Everything, actually.

As a graduate student specializing in Victorian Literature, I became fascinated with an obscure novelist, George Meredith. His obsession with his runaway wife led him to write psychological novels to figure out why she did it. I wrote my doctoral dissertation on Meredith’s triadic symbolism, how “blood, brain, and spirit” need to be harmonized in human relationships. The artifice of his style contrasted dramatically with his personal anguish. His main theme was the drama of conflicted modern love, and that is my focus in my fictional writing.

But the influence of Case on my life’s work goes much deeper than a dissertation topic.

I married early (I was Anne Rowley then) and had my first child at age 21 in Lake County, but that didn’t stop me from pursuing my Masters and PhD at Case. I took my cues from literary people who were both teachers and writers. In the early seventies, there was Bob Wallace, the poet, running his own printing press in the basement of Clark Hall. Lou Giannetti wrote a newspaper column. As for me, I was working on my graduate studies as an English Department teaching fellow, meanwhile helping my husband’s family publish the Painesville Telegraph.

In 1973, at age 26, I received my doctorate from the English Department. The rapidity with which I had advanced happened to coincide with a lucky set of circumstances. That summer, my friend and mentor, Dr. Michael Sundell, took a position at George Mason University. His departure left Dr. Florence Marsh, interim chair, casting about for someone who could handle Victorian Lit and supervise the teaching fellows who did the heavy lifting with Freshman English. As I fit that prospectus, I came back as a new Assistant Professor alongside Gary Stonum, who eventually became department chair. We both felt the specialness of our positions. My basement office was next door to Robert Ornstein’s, the Shakespearean scholar.

As Director of Freshman English, I invented and administered a new curriculum. Each instructor offered a seminar-like course. Some (like mine) were writing workshops; others offered literature, from science fiction to poetry, as a base for student writing. Over the ten years I was at Case, the duality of my academic responsibilities and creative interests became the main feature of my career. It led to four decades of work involving deanships, association executive posts, public relations jobs, and online teaching, in homes from the Bay Area of California and the Pacific Northwest to Key West, Florida. And always, on the side, was my writing.

It has been a wild ride, like my novels are. And I owe it all to Case.
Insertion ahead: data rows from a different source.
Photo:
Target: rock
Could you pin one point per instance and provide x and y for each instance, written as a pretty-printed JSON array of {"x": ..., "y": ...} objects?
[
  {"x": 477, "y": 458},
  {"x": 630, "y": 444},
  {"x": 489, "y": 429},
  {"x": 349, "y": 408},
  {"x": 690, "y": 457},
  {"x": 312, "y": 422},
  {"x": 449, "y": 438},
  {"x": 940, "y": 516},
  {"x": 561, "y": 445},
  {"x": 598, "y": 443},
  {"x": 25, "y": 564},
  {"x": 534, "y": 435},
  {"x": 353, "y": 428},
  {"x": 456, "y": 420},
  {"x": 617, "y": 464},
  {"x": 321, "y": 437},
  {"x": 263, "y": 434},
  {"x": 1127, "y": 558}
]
A published novelist and journalist, Dr. Anne Carlisle is a full professor at the University of Maryland (UMUC), where she teaches online writing courses worldwide to U.S. military students. She also teaches writing courses online for American Intercontinental University. Dr. Carlisle’s PhD is in 19th Century British Literature from Case Western Reserve University, where she served as a university faculty member in the 1970s; two decades later she became a dean for Golden Gate University in San Francisco.

Her most recent novel is Birdwoman: Memoirs of a Lovesick Siren (Volume 1, Diaries of a Siren). It was published in paperback and in ebook form in March, 2016, by Absolutely Amazing eBooks, an independent book publisher in Key West, Florida. Two earlier novels were The Siren’s Tale (LazyDay Publishing, 2013) and The Fire Night Ball (BookLocker, 2012).
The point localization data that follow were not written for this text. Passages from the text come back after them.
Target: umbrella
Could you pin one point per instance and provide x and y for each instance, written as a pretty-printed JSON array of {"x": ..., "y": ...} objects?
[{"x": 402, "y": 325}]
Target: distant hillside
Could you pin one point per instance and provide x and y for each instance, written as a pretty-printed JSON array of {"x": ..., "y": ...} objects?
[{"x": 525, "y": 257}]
In the 1980s Dr. Carlisle authored a best-selling trade book on writing, Every Manager an Effective Writer. This was followed by dozens of feature articles and theatrical reviews for Solares Hill, a weekly magazine in Key West, Florida. Her writing awards include two graduate fellowships, a prize in poetry, a collegiate newspaper-writing award from the ANPA, and an award from the National Writers Club for a novel manuscript.

Like Destiny Dragoman, the main character in the Birdwoman series, Dr. Carlisle migrates between homes in Key West and the West. Her husband, Mark Leik, is an EHS manager for General Electric. Between them, they have six grown children and four young grandchildren. Zoe Carlisle, Dr. Carlisle’s daughter, is also a Case alum; she resides in Cleveland.